Pak Habibie tersenyum lebar. "Apakah kau tahu, menjadi terkenal bukanlah tujuan akhir, melainkan hasil dari kerja keras dan dedikasi terhadap apa yang kau cintai?" katanya bijak. "Ketika aku merancang pesawat, tujuanku bukanlah ketenaran. Aku hanya ingin Indonesia bisa berdiri di antara bangsa-bangsa besar dengan inovasi teknologinya. Begitu juga dengan menulis. Tulis dari hatimu, dan biarkan pembaca menilai karyamu."

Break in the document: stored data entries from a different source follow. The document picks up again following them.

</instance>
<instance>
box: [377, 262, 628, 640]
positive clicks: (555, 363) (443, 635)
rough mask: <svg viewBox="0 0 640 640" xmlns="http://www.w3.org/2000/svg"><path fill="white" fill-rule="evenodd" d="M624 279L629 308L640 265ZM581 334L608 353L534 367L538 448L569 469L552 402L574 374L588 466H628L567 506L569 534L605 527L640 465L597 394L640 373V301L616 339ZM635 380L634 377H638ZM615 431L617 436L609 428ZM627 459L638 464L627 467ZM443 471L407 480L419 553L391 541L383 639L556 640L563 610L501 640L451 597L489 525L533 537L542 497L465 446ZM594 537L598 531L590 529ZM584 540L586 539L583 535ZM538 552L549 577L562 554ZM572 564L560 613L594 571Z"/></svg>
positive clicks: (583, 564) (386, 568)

Kata-katanya menohok hatiku. Aku selalu berpikir bahwa ketenaran adalah tanda keberhasilan, tapi sekarang sudut pandangku mulai berubah. "Jadi, saya harus fokus pada isi, bukan dampaknya?" tanyaku. Pak Habibie mengangguk. "Isi yang bermakna akan membawa dampak yang besar, mungkin lebih dari yang bisa kau bayangkan. Fokuslah pada pesan yang ingin kau sampaikan, bukan pada seberapa cepat kau bisa terkenal."

Aku merenungkan ucapannya. "Lalu bagaimana saya tahu jika saya sudah menulis dengan baik, Pak?" tanyaku lagi. Dia tersenyum lembut. "Evaluasilah dirimu dengan terus belajar, dan jangan takut pada kritik. Kritik adalah bahan bakar untuk tumbuh. Menulis bukanlah perlombaan, melainkan perjalanan. Kau harus menikmati setiap prosesnya."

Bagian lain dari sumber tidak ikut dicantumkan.